The Chicago Cubs are preparing for a decisive offseason as the direction of the team will be explicitly identified in regard to whether the endgame is for the team to be contending in 2025 or if the team will be contenting as early as next season.
After finishing 2021 in fourth place in the National League Central Division, the Cubs appear destined to finish the 2022 season in third place. This will mark the second consecutive season where the team has missed the postseason and the team is no longer afforded the same benefit of the doubt that they had during their initial rebuild from 2011-2015.
To the Cubs’ credit, they have flooded the minor league system with talented prospects with the likes of outfielder Pete Crow-Armstrong, outfielder Alexander Canario, starting pitcher Hayden Wesneski, and starting pitcher Caleb Killian added to the farm system over the course of the past year.
It is clear that the Cubs have the peripheral pieces to a team that can be contenders within the next year or two with the likelihood that Crow-Armstrong emerges as a true superstar. But, the Cubs will need to make significant additions to the Major League team. Spending in free agency is something that fans have been calling for the Cubs to do again since 2018.
As the offseason nears, there have been indications that the Cubs plan on being active this winter. Chicago Cubs chairman Tom Ricketts told ESPN in August that spending in free agency is a part of the plan for the next contending Cubs team. Cubs’ president of baseball operations Jed Hoyer also confessed to reporters in August that he plans on being active this offseason.

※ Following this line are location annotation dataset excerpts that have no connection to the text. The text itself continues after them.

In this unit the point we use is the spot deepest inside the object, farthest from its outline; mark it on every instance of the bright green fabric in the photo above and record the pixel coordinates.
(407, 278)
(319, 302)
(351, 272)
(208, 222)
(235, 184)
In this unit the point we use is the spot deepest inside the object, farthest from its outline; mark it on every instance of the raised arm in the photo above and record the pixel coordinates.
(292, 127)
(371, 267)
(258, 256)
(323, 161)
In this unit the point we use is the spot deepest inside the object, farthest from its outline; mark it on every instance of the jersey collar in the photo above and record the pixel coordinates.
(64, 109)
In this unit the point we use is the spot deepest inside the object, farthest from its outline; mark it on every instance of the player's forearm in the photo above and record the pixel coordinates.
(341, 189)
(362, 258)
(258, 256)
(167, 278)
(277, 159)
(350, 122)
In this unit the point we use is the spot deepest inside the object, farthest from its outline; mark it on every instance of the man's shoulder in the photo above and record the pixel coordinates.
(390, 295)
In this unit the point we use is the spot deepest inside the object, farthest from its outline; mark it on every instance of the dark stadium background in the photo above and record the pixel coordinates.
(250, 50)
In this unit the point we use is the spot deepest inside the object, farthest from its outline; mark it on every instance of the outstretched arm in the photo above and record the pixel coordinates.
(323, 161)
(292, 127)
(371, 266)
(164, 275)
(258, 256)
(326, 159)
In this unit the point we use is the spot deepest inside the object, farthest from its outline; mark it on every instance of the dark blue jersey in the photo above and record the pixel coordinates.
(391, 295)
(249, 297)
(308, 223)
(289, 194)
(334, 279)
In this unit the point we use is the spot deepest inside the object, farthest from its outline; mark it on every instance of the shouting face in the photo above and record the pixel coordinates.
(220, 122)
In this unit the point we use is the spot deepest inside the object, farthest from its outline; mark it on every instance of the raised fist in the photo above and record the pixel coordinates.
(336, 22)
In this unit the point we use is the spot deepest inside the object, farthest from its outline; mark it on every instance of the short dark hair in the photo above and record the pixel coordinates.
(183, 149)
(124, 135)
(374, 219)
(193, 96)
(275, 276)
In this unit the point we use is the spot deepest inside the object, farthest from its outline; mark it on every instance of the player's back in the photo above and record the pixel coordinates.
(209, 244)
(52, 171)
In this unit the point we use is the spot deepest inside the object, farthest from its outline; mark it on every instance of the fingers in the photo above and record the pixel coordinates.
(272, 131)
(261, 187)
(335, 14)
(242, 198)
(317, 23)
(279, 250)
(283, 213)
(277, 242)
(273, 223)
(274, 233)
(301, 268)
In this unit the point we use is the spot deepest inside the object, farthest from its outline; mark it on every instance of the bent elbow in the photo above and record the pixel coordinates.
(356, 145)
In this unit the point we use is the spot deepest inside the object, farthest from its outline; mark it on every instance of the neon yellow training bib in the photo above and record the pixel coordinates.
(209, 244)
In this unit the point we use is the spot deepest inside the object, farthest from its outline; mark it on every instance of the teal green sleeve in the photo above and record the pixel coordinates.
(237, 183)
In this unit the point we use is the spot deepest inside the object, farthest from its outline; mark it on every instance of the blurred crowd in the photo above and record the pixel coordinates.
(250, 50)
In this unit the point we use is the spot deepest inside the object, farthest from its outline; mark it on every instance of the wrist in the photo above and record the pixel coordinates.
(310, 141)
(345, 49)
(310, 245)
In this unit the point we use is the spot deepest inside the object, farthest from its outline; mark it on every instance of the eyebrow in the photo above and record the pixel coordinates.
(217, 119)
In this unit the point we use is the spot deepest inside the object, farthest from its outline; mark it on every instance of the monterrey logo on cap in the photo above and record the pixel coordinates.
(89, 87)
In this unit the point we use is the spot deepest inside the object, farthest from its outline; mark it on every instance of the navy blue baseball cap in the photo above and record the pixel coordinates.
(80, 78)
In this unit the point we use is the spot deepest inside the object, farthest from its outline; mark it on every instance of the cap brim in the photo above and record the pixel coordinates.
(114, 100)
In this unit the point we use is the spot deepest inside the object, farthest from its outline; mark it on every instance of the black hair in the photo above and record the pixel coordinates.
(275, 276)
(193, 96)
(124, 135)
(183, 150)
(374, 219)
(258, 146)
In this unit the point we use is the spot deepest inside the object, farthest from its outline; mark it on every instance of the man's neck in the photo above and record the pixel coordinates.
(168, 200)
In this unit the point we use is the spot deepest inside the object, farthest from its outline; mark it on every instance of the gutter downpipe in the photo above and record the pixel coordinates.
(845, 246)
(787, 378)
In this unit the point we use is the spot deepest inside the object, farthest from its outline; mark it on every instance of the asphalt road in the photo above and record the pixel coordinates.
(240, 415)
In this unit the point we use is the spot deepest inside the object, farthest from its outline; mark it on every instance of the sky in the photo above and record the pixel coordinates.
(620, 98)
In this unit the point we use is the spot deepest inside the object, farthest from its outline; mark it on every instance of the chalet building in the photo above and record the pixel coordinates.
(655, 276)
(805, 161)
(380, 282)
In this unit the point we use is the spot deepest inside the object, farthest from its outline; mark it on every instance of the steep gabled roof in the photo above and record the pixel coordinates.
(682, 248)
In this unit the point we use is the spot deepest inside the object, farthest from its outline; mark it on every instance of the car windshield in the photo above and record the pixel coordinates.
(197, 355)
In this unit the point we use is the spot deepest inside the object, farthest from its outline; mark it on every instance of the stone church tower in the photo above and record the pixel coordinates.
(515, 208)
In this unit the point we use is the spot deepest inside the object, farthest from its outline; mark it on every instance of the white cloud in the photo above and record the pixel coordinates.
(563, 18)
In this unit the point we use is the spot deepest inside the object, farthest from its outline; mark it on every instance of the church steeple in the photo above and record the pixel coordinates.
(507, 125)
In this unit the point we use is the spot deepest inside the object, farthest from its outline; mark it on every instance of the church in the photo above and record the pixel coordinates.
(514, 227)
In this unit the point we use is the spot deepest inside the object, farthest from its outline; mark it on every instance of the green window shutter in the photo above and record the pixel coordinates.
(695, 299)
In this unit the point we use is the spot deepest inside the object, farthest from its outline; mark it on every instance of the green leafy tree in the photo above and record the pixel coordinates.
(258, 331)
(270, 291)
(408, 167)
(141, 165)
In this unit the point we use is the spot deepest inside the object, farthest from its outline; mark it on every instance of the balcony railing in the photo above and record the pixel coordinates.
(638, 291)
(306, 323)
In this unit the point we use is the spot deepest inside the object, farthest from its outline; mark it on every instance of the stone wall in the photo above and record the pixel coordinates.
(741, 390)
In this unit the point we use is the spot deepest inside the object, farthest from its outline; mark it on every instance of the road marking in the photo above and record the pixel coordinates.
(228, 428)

Hoyer and Rickets have said these things before. There were glimpses of spending returning last offseason when the team signed outfielder Seiya Suzuki and starting pitcher Marcus Stroman to lucrative free-agent deals but then closed the wallet with the exception of minor signings of outfielder Jackson Frazier and veteran backup catcher Yan Gomes.
Suzuki figures to factor into the long-term plans of the Cubs whereas the future of Stroman is not so certain as he has an option for 2024. The signings were mixed signals for the Cubs as they indicated that the team was unclear on their direction.
The Cubs may look to remove that uncertainty this offseason. In his “REKAP” of the Cubs’ 4-1 victory over the New York Mets on Tuesday, NBC Sports Chicago insider David Kaplan reported that he has heard definitively that the Cubs are going to spend this offseason and that two of their targets are shortstop Trea Turner and starting pitcher Carlos Rodon. Furthermore, Kaplan reported that Turner and Rodon, both free agents this winter, are interested in the Cubs.
The Chicago Cubs plan on returning to contention next season with the goal of spending this offseason on top free agents.
At this point, it would appear to be shocking, if, at the end of the offseason, the Cubs do not have one of the four top free agent shortstops a part of their team. Report after report has surfaced over the past couple of months of how the Cubs will indeed land one of the top free agent shortstops this winter. Of the four-Turner, Carlos Correa, Xander Bogaerts, and Dansby Swanson-Correa and Bogaerts figured to be the two most likely with Turner falling in just behind them.
This is where we once again need to clarify that the Cubs adding a free agent shortstop is not any indicator of how the team feels about current starting shortstop Nico Hoerner. Hoerner is a long-term member of the future Cubs’ core and his infield flexibility allows for the Cubs to target one of these shortstops with the goal of improving their overall offense.
In regard to Rodon, there is no question that he fits the exact mold of the type of starting pitcher that the Cubs need to target this winter. What the Cubs appear to lack in regard to their future starting rotation is a true power pitcher that can sit at the top of the rotation. Rodon could certainly be that starting pitcher.
It is worth noting that both Turner and Rodon will likely have qualifying offers attached to them and there are reasons, as pointed out by Brett Taylor of Bleacher Nation, that it may be worth it for the Cubs to sign two players attached to a qualifying offer instead of one.
(Of course, if the Cubs *DID* look at these two, specifically, it would be slightly beneficial to get both, since they will both be Qualifying Offer guys, and stacking those signings in a single offseason reduces the draft pick cost associated with the signings. For example, the first one would cost the Cubs their second highest draft pick (and $500,000 in IFA bonus pool money), but the second such signing would cost only their third highest draft pick (and another $500,000 in IFA money). So it’s a little more “cost” effective to sign two such players in a single offseason if you’re looking to do it anyway.)
Looking beyond the names involved, the most encouraging piece in all of this is that Kaplan is not directly involved with the Cubs. Kaplan is certainly connected in regards to the Cubs and when he offers tidbits such as the one he did on Tuesday, there is definitely a reason to listen. The only direction for the Cubs this offseason is to spend on free agency and that is how they can return to contention in 2023.